Martial Musing : The Courage & Wisdom Not To Fight
For years have taught my students at the public park in a predominantly blue collar town with its fair share of trouble seekers. That evening as I was working with a group of my brown belts, a drunk man walked through the class. He then went on the be less than respectful, and challenging my right to be in the park.
Two of my senior students got ready to jump in, I noticed deep anger on their faces as their neck muscles tightening. I signalled them to stay put. The drunk then wanted me to apologize for being in his way, and I took a deep breath. At first felt a little anger creep in, then I took a step towards him. Held my hand out and said “am sorry for having caused you trouble, be well my friend. I am now going to go continue my training.”
I stepped right past him firmly and respectfully, showing him am not afraid as I started teaching again. He looked at me in sheer silence for what seemed a minute and then walked away. I could still sense the anger on my most senior students face, who is respectful and feels very protective of me. “Sensei, we could have taught him a lesson. Why did you let him walk away disrespecting you like this?”
“You remember the parking lot incident? The 5’4 guy who was rude and came in to fight over a little parking spot. And he ignored the fact that his 6 year old daughter was watching , and she was terrified out of her wits? Well I walked away from that fight too. Even though I had already run more than a few scenarios in my head of how the fight would end – quickly.” They all nodded remembering another incident not to long ago. So I continued ” whats common between those two scenarios?”
“You did not fight Sensei, and let those disrespectful guys get away without teaching them a lesson.” said F.
“Well, the purpose of a fight is to win. And in both cases I won, because I kept my freedom of choice and right to be a freeman. Besides what would the two fights have achieved? What would anyone have gained? A parking spot? Respect from a drunk guy? What after that…. how would I justify the use of “trained force” .. and what would the impact of that action be on my loved ones, and their loved ones.. esp the 6 year old.”
The students now looked relaxed and surprised. And deep inside I was happy that in someways was able to demonstrate a key lesson on the warrior path. Sometimes walking away in peace, is perhaps the greatest victory. It may seem cowardly, but IMO it takes great presence of mind and courage to walk away from a meaningless confrontation.

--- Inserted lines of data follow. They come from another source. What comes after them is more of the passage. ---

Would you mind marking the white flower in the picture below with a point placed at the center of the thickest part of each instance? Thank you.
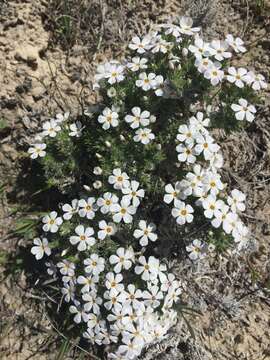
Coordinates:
(122, 260)
(137, 64)
(114, 73)
(84, 238)
(123, 211)
(206, 145)
(92, 302)
(236, 200)
(214, 74)
(138, 118)
(172, 192)
(106, 201)
(70, 210)
(133, 193)
(140, 45)
(50, 128)
(236, 43)
(218, 49)
(94, 265)
(113, 282)
(243, 110)
(144, 136)
(145, 232)
(88, 282)
(146, 82)
(186, 26)
(210, 205)
(60, 118)
(41, 247)
(237, 76)
(203, 64)
(37, 150)
(76, 129)
(106, 229)
(119, 179)
(108, 118)
(182, 212)
(200, 48)
(152, 297)
(198, 121)
(87, 208)
(257, 81)
(148, 270)
(51, 222)
(186, 153)
(66, 267)
(195, 249)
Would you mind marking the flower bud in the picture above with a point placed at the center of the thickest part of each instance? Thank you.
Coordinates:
(97, 170)
(185, 52)
(97, 184)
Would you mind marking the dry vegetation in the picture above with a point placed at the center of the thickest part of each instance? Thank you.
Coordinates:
(48, 53)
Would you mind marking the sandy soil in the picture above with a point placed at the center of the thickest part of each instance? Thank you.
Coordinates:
(39, 76)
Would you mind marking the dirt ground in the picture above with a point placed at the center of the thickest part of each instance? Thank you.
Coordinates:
(47, 67)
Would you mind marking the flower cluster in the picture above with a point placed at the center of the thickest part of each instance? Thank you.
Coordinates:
(125, 299)
(150, 140)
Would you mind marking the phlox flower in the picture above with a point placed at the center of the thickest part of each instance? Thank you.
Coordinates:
(50, 128)
(106, 229)
(84, 238)
(113, 281)
(144, 136)
(214, 74)
(237, 76)
(140, 45)
(145, 233)
(146, 82)
(75, 129)
(108, 118)
(137, 64)
(106, 201)
(122, 260)
(51, 222)
(244, 111)
(41, 247)
(94, 264)
(195, 249)
(182, 212)
(237, 201)
(186, 153)
(87, 208)
(92, 302)
(37, 150)
(119, 180)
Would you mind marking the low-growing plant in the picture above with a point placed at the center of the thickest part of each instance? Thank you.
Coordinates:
(138, 169)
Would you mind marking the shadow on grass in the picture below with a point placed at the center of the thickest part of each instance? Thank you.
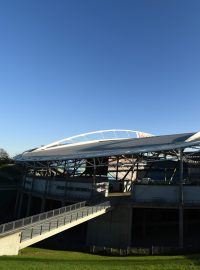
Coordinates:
(152, 261)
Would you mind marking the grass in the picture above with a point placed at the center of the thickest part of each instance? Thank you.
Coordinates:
(35, 258)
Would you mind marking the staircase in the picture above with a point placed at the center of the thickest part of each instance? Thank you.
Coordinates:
(22, 233)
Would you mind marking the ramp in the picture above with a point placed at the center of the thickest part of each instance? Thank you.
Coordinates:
(22, 233)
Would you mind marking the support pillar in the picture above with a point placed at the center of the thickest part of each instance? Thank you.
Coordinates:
(28, 206)
(43, 205)
(20, 205)
(181, 206)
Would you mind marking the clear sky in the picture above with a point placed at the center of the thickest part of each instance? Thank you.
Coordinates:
(73, 66)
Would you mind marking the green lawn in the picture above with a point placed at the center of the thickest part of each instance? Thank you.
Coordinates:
(35, 258)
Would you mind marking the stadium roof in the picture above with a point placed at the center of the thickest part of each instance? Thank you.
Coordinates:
(110, 147)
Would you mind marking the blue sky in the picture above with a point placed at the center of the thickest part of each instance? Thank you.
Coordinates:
(73, 66)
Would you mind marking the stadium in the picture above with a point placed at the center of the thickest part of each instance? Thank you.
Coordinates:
(110, 188)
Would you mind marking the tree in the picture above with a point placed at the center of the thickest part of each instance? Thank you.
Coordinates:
(4, 157)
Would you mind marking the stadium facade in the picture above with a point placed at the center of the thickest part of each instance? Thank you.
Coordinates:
(151, 182)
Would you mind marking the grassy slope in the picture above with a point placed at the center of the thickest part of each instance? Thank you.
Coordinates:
(34, 258)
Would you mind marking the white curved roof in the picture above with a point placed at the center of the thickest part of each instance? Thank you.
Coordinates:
(96, 136)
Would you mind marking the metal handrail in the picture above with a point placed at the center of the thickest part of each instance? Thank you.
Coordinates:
(17, 224)
(30, 233)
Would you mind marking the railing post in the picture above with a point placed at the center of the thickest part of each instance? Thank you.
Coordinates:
(32, 233)
(40, 229)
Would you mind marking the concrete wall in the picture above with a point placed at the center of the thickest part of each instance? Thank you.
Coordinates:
(72, 188)
(165, 193)
(112, 229)
(155, 193)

Another student who does like to fight a bit asked “so when is it ok to fight?” And without missing a beat I answered “if I had my way Never. The only time I would be compelled to fight would be to protect a life or to stop an assualt. Thats my take, and you need to find yours. Though I want you to remember that there are serious consequences of actions. Not thinking of consequences leads to disaster all around. So the highest form of fighting is fighting your own inner urges to prove a point. That is the ultimate goal – to be in peace no matter what is happening around. And should it come down to drawing the sword, then make it quick and effective.”
As conclusion I will summarize with
1. Walk away from every fight as much as you can, this requires a lot more courage than you think.
2. Apology does not make you smaller or wrong. You dont need to prove anything. Sometimes giving the other person a way to save face is all thats needed.
3. If it does come down to an alteration then apply only “justifiable force” and think “systemic consequences.” War tactics are not needed for a simple argument and a simple hold will not suffice in a urban war scenario. Work those option out in your mind over and over again (more on this process in another post). This is the beginning of wisdom on the martial path.
4. All the years of training in the end is for learning to be at peace with violence and move towards harmony
This to me the courage and wisdom to NOT FIGHT.